Aujourd’hui la galanterie est considérée comme dépassée et l’homme galant devient presque ridicule. Est-ce que la galanterie est encore possible dans une société qui cherche à parvenir à l’égalité des sexes ?
« Oui, les vieux aspects de la galanterie, tout le code qu’on a hérité du XIXe siècle est passé de mode. Encore que si un très joli jeune homme s’en serre, ça fait de l’effet. Mais je crois que d’autres traits beaucoup plus importants, comme la retenue masculine, le fait de ne pas abuser d’une femme, le fait de la laisser passer devant soi, le fait de l’aider à vivre, de l’aider à prendre sa place, tout ce qui dans la galanterie invite les femmes à se sentir bien, à avoir de l’estime pour elle-même, à avoir de l’assurance, ça, c’est loin d’être passé. Je crois que c’est toujours très apprécié. »

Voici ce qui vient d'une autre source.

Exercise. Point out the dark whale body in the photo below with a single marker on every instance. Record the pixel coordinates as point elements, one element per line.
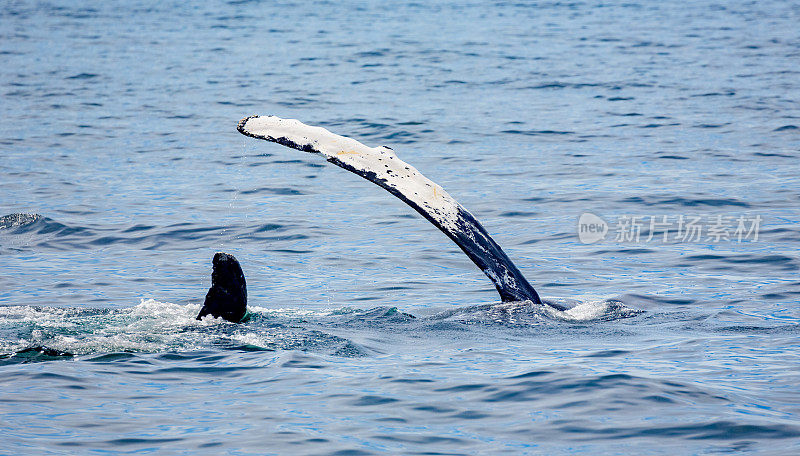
<point>227,297</point>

Est-ce que le féminisme et la galanterie sont des phénomènes inconciliables ?
« Si je dis oui, il y a des tas de féministes qui vont se révolter. D’ailleurs, j’ai reçu des courriels de femmes disant: ‘Je suis très féministe et mon mari m’adore, il est extrêmement galant.’ Je ne sais quoi vous dire. Je ne suis pas dans tous les ménages féministes, et s’il y en a qui y arrivent, tant mieux. Mais je pense que le féminisme dans ses versions agressives et radicales, mettant toujours l’amour en cause comme un piège pour opprimer les femmes, (on fait semblant de les aimer, on fait semblant de les servir mais c’est pour mieux les boucler) et tous ces soupçons qui ont été pratiqués contre les hommes, je crois que ça rend les chose incompatibles. C’est difficile d’attendre de la galanterie de quelqu’un qu’on traite comme un ennemi. Donc, dans les versions les plus radicales du féminisme, je crois bien qu’il y a incompatibilité. Malheureusement.»